Als die Tora die Israeliten anwies, am ersten Tag des siebten Monats Jom Teruah zu feiern, erwartete sie natürlich nicht, dass sie in den Krieg ziehen würden. Stattdessen wurde ihnen befohlen, an diesem Tag eine Atmosphäre zu schaffen, die die Spannung und den Schrecken einer Schlacht simulieren sollte, ein Gefühl der bevorstehenden Krise und des drohenden Unheils. Mit Schrecken erkannten sie, dass die Menge des Regens, der fallen würde, und damit das Schicksal des kommenden Jahres in der Schwebe hing. Aber sie wurden auch aufgefordert, Zichron Teruah, sich daran zu erinnern, dass Gott und nicht die Natur ihr Schicksal bestimmt. Wenn Gott sich nicht an sie erinnerte und die Kräfte der Natur nicht zu ihren Gunsten lenkte, könnten die kommenden Wochen und Monate zur Katastrophe werden.

Wir sollten nicht nur in Ehrfurcht davor stehen, dass an diesem Tag über unser Leben Gericht gehalten wird. Wir müssen auch die Teruah anstimmen, damit Gott sich an uns erinnert, so wie wir uns an Gott erinnern müssen, indem wir unsere absolute Abhängigkeit von der göttlichen Macht anerkennen. Deshalb verkünden wir an diesem Tag die Herrschaft Gottes über die ganze Menschheit in Anerkennung der göttlichen Herrschaft über die Natur und über unser Schicksal.

Das Thema des Gebets, dass Gott uns in das Buch des Lebens einträgt, zieht sich wie ein roter Faden durch die Rosch Haschana Liturgie. Die anderen Hauptmotive von Rosch Haschana – Malchujot (das Königtum Gottes), Zichronot (die Erinnerung Gottes an uns zum Guten) und Schofarot (das Blasen des Widderhorns) – werden in der Musaf-Amidah zum Ausdruck gebracht.

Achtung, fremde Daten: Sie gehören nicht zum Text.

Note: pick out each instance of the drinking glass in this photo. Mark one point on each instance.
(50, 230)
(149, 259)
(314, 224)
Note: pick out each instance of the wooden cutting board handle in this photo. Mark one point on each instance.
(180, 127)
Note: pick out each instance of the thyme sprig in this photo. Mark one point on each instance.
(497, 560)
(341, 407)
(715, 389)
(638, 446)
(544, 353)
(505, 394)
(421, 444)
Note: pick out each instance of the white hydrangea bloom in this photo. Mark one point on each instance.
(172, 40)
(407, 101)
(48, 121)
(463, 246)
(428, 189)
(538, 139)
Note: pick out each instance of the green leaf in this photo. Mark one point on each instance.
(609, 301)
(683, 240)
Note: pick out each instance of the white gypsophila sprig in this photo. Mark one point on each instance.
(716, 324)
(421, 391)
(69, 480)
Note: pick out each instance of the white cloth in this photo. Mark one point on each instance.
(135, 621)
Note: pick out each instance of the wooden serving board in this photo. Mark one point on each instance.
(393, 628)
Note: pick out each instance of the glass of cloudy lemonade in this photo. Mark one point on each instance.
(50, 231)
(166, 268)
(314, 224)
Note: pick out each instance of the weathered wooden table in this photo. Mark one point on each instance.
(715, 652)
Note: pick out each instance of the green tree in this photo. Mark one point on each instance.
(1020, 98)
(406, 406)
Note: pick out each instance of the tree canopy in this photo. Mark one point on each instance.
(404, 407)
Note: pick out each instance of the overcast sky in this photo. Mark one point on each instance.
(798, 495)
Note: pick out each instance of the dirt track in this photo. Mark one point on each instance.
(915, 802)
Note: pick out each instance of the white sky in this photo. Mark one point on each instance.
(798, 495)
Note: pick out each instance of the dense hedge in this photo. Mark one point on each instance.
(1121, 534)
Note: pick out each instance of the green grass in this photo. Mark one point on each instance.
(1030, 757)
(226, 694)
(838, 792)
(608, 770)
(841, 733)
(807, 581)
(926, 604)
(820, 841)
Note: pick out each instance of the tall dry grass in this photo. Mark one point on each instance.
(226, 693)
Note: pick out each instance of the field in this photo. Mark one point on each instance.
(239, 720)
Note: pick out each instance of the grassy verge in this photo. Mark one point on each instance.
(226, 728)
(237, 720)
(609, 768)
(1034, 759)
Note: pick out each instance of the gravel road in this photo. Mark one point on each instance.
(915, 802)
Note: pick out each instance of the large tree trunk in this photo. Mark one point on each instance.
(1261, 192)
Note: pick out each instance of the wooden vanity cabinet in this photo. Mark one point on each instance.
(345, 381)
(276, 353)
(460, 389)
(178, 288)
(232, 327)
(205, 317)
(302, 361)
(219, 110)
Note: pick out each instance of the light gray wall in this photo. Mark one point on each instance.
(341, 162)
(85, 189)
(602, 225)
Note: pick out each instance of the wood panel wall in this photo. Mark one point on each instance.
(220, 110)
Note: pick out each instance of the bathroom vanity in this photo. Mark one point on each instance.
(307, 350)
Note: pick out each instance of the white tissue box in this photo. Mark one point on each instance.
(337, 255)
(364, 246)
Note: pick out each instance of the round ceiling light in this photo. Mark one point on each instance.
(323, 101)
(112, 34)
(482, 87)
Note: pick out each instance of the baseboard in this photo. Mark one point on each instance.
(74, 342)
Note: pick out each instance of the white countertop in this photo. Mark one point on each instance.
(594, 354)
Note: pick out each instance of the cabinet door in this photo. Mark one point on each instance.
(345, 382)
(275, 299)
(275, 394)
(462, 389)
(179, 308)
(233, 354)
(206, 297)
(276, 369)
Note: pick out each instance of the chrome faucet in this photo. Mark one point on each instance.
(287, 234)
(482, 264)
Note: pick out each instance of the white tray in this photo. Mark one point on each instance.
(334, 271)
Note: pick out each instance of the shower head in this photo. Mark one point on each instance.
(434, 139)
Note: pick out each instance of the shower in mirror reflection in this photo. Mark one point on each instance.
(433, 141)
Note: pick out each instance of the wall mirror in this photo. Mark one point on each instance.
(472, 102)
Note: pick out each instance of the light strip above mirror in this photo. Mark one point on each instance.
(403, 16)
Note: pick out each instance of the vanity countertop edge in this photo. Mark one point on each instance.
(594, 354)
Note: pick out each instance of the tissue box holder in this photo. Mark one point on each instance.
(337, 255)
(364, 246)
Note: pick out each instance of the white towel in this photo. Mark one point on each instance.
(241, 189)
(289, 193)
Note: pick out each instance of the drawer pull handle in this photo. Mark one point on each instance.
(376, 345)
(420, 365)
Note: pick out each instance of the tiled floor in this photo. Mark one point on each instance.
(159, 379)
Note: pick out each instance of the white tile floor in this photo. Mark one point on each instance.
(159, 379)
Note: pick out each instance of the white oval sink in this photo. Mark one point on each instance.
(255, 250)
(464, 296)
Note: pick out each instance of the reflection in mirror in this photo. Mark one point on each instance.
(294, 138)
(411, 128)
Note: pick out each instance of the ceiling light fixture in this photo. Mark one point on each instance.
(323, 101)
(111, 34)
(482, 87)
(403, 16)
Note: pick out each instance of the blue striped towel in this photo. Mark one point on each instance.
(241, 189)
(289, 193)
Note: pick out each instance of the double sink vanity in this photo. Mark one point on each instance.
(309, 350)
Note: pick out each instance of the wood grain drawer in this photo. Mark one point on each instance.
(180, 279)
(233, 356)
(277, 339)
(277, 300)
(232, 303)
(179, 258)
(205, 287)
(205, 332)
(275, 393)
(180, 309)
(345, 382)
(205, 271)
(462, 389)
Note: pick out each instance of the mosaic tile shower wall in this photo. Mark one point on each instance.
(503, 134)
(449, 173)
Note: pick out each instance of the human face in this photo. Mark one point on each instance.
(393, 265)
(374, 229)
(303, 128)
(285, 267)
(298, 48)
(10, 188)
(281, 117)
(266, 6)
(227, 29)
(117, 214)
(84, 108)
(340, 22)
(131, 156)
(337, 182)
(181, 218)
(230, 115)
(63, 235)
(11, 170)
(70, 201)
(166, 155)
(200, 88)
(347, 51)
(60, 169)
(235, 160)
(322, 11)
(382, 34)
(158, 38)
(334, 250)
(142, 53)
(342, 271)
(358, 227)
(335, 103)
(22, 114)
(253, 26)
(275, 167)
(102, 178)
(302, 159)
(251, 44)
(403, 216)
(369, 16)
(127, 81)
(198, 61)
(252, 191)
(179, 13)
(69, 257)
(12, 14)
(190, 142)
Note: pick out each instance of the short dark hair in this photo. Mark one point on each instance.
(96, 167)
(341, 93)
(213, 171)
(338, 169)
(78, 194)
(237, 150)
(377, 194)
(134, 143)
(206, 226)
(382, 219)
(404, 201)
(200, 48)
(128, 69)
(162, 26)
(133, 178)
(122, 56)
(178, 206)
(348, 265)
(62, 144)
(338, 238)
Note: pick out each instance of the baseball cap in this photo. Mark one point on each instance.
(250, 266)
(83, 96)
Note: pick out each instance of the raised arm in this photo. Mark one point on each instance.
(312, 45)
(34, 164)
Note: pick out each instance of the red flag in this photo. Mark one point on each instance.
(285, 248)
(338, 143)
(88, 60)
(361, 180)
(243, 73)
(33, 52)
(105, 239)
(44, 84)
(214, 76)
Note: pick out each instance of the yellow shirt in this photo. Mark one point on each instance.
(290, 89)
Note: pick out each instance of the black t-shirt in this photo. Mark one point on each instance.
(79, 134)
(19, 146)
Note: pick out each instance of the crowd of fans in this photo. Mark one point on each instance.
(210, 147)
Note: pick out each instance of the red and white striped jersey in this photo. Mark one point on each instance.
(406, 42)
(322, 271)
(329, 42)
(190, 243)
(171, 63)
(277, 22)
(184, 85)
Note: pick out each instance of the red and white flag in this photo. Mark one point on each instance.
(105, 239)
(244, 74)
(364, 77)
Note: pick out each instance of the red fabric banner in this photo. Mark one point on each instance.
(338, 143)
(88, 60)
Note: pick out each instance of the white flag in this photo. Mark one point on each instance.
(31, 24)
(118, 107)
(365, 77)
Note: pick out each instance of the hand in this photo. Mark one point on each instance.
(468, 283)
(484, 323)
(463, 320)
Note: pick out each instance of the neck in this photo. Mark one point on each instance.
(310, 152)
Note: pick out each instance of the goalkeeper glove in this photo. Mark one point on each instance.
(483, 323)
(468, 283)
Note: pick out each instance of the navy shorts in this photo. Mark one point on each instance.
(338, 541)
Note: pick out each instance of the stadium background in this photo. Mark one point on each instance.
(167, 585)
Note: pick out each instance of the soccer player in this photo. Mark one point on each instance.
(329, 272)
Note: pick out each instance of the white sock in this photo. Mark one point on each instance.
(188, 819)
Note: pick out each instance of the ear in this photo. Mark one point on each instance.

Die Toralesungen für Rosch Haschana umfassen am ersten Tag die Geburt Isaaks (Gen. 21) und die Akedah, die Bindung Isaaks, am zweiten Tag (Gen. 22). Die Haftarot beschreiben die Geburt Samuels (1 Sam 1:1-2,10) und die Vision Jeremias von der Befreiung des Volkes Israel aus dem Exil (Jer. 31:2-20). Durch die Betonung der Geburt nach langer Unfruchtbarkeit (Sarah, Hanna), der Befreiung Israels aus dem Exil und der Rettung Isaaks vor der drohenden Opferung geben diese Lesungen diesen schicksalhaften Tagen eine positive Note. Die Betonung der Geburt von Kindern entspricht der Tatsache, dass Rosch Haschana der Geburtstag der Welt ist. Die Bereitschaft Abrahams, seinen geliebten Sohn zu opfern, ist Ausdruck seines uneingeschränkten Vertrauens in den göttlichen Willen, und wir beten, dass Gott den Verdienst unserer Vorfahren bei seiner Entscheidung berücksichtigt, uns für das kommende Jahr in das Buch des Lebens einzutragen.

 

Kein Loblied an Rosch Haschana

Das Hallel wird an Rosch Haschana nicht rezitiert. Nach einem Midrasch fragten die Engel Gott, warum das jüdische Volk an Rosch Haschana nicht diese Loblieder singe, die zum üblichen Festgottesdienst gehören. Gott antwortete: „Ist es möglich, dass der König auf dem Thron des Gerichts sitzt, die Bücher des Lebens und des Todes offen vor ihm liegen und Israel Loblieder singt?“

Rosch Haschana fällt nie auf einen Mittwoch, Freitag oder Sonntag. Würde es auf einen Mittwoch fallen, wäre Jom Kippur ein Freitag und die Juden könnten sich nicht auf den Schabbat vorbereiten. Fiele er auf einen Freitag, wäre Jom Kippur ein Sonntag, und Juden, die den Schabbat halten, könnten sich nicht auf Jom Kippur vorbereiten. Wenn Rosch Haschana auf einen Sonntag fiele, würde Hoschana Rabba (der letzte Tag von Sukkot, 21. Tischri) auf einen Schabbat fallen. Dies würde die Durchführung des wichtigsten Rituals an diesem Tag, das Schlagen der Weidenruten während des Synagogengottesdienstes, ausschließen, das am Schabbat verboten ist.